Open squidfunk opened 2 weeks ago
Are there public examples of large repositories that take up to 30 minutes to build? I tried locally with 10K dummy files and ran out of memory before the site was built :sweat_smile: With 1K files, the template rendering seems to be the most costly.
Users have mentioned this in multiple occasions, but I'm having a hard time finding it due to GitHub's rather mediocre issue search. Here's what I could gather from a quick search:
The fact is that 30min is a worst case scenario. Even a repeated build that takes 1 minute is too slow to be useful, and --dirtyreload
isn't a workable solution due to the problems stated, especially for plugin authors. It also doesn't solely depend on the number of pages, but on the plugins used.

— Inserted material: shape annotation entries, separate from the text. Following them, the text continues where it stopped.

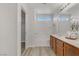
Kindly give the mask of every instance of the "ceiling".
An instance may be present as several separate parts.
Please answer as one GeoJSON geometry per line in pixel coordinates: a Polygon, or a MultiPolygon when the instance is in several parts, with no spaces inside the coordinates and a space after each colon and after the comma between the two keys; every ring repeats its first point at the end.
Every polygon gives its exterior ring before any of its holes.
{"type": "Polygon", "coordinates": [[[37,13],[56,13],[67,3],[27,3],[27,6],[37,10],[37,13]]]}

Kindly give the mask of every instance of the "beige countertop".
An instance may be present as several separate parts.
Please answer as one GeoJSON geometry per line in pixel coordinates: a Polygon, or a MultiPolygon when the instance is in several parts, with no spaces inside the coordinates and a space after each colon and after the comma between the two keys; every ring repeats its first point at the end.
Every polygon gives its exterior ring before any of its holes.
{"type": "Polygon", "coordinates": [[[66,39],[65,36],[60,36],[57,34],[52,34],[52,36],[58,38],[59,40],[61,40],[63,42],[66,42],[70,45],[73,45],[73,46],[79,48],[79,39],[76,39],[76,40],[66,39]]]}

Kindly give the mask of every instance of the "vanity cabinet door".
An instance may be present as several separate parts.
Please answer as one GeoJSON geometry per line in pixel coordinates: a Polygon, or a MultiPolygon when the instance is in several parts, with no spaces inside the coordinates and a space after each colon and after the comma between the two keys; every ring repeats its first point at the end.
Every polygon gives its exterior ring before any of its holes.
{"type": "Polygon", "coordinates": [[[53,36],[50,36],[50,47],[52,48],[52,50],[56,53],[56,39],[53,36]]]}
{"type": "Polygon", "coordinates": [[[73,56],[74,55],[74,48],[67,44],[64,43],[64,56],[73,56]]]}
{"type": "Polygon", "coordinates": [[[63,56],[63,42],[60,40],[56,40],[56,55],[63,56]]]}

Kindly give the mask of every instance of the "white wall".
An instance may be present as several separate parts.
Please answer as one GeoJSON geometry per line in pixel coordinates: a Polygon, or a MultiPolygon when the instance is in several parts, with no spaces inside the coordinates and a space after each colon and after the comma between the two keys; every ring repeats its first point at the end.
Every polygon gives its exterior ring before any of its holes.
{"type": "Polygon", "coordinates": [[[66,16],[68,20],[63,19],[62,21],[59,16],[54,16],[53,26],[55,30],[55,34],[66,35],[67,31],[70,31],[70,17],[66,16]]]}
{"type": "Polygon", "coordinates": [[[0,4],[0,55],[17,55],[17,4],[0,4]]]}

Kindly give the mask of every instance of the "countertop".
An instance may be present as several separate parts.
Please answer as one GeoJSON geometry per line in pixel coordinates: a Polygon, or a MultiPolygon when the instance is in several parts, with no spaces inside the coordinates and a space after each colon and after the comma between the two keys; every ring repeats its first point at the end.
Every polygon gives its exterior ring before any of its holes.
{"type": "Polygon", "coordinates": [[[61,40],[63,42],[66,42],[70,45],[73,45],[73,46],[79,48],[79,39],[76,39],[76,40],[66,39],[65,36],[61,36],[61,35],[57,35],[57,34],[52,34],[52,36],[58,38],[59,40],[61,40]]]}

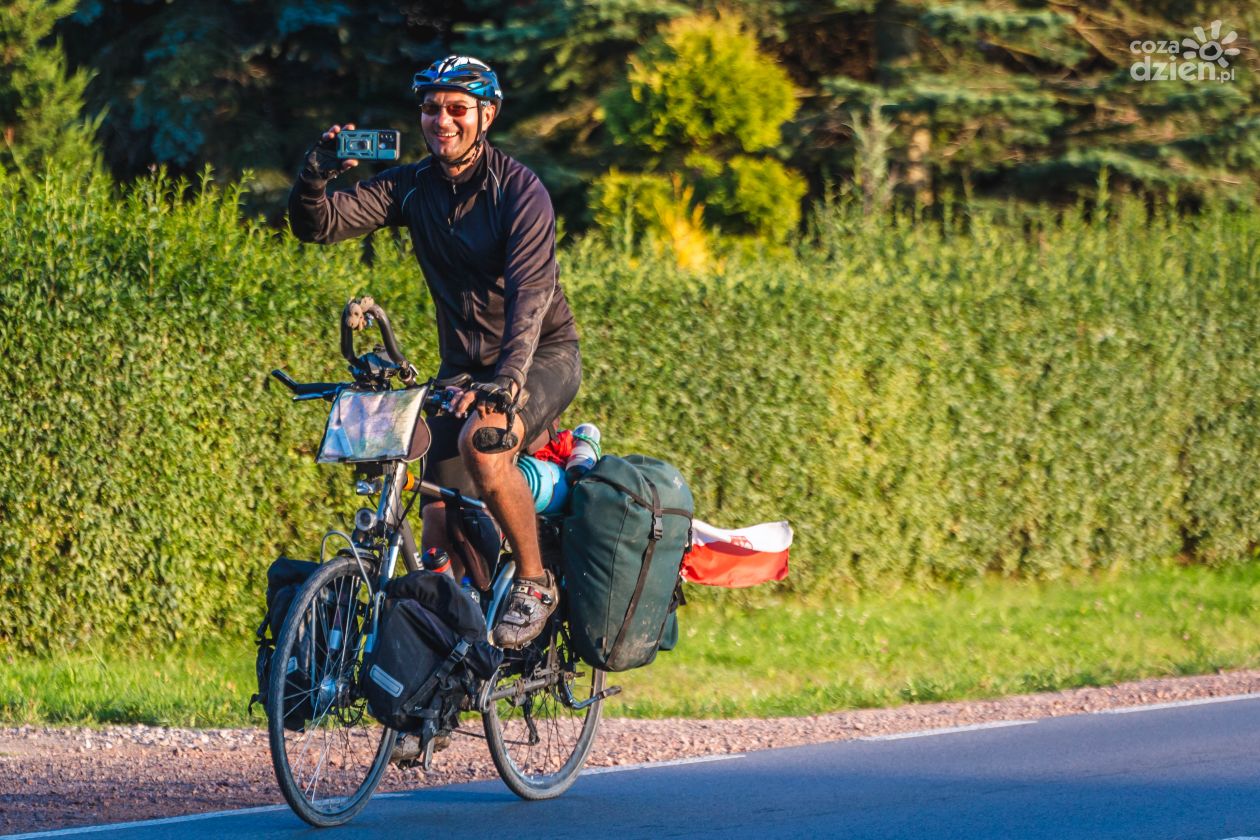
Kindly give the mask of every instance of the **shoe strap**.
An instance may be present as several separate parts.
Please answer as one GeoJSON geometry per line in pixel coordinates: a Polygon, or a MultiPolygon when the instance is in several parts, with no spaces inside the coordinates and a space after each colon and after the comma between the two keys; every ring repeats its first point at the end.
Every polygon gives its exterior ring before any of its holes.
{"type": "Polygon", "coordinates": [[[533,583],[529,583],[528,581],[517,581],[515,583],[513,583],[512,584],[512,593],[513,594],[527,594],[530,598],[538,598],[539,601],[542,601],[548,607],[552,606],[552,603],[554,601],[554,598],[552,598],[551,594],[548,594],[547,592],[543,592],[542,589],[539,589],[538,587],[536,587],[533,583]]]}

Thus, discussing how plugins and the core could better work together to employ caching and reduce build time is a discussion we should start.
Running out of memory is another problem that should be fixed, as already discussed in https://github.com/mkdocs/mkdocs/issues/2669
This is a project with 3,400 files and a very limited set of plugins, i.e., search
, minify
and social
:
https://github.com/openfabr/terraform-provider-cdk-docs
IMHO, not many plugins, and the social plugin which I wrote employs caching, which means repeated builds are much cheaper due to leveraging cached images. I've built the project on my machine, an M2 MacBook Pro:
First build
INFO - Cleaning site directory
INFO - Building documentation to directory: .../terraform-provider-cdk-docs/site
...
INFO - Documentation built in 537.92 seconds
Repeated build (social plugin cached)
INFO - Cleaning site directory
INFO - Building documentation to directory: .../terraform-provider-cdk-docs/site
...
INFO - Documentation built in 487.02 seconds
It's infeasible to make edits on this project without --dirtyreload
, which as mentioned is incorrect, plus the author has to wait for more than 8 minutes until the live reload server becomes available. Add a few more plugins and a few hundred more pages and you're up to 20 minutes.
I tested the repository mentioned above on my Ryzen 3600 Windows 10 PC, mkdocs==1.6.0, mkdocs-material==9.5.20 First build:
$ mkdocs build
INFO - Cleaning site directory
INFO - Building documentation to directory: C:\MyFiles\_git\removable\performance-test\site
... A lot of warnings about absolute paths etc., which could also impact performance due to printing to Terminal
INFO - Documentation built in 1335.42 seconds
Repeated build: I do not dare to run it again 😅
I used my performance_debug hook. Debug YAML result: performance_debug_first.yml.txt More info about the categories can be found in the gist Python file, but most should be self explanatory, but the amount of files could have generated quite a bit of noise 🤔
PLUGINS_PER_EVENTS:
on_post_page|mkdocs_minify_plugin.plugin.MinifyPlugin: 958.97267 # The main culprit of the long build time
on_page_context|material.plugins.search.plugin.SearchPlugin: 23.14142 # Expected given the amount of files
on_config|material.plugins.social.plugin.SocialPlugin: 10.61701 # on_config not expected being affected by amount of files, is it always this slow?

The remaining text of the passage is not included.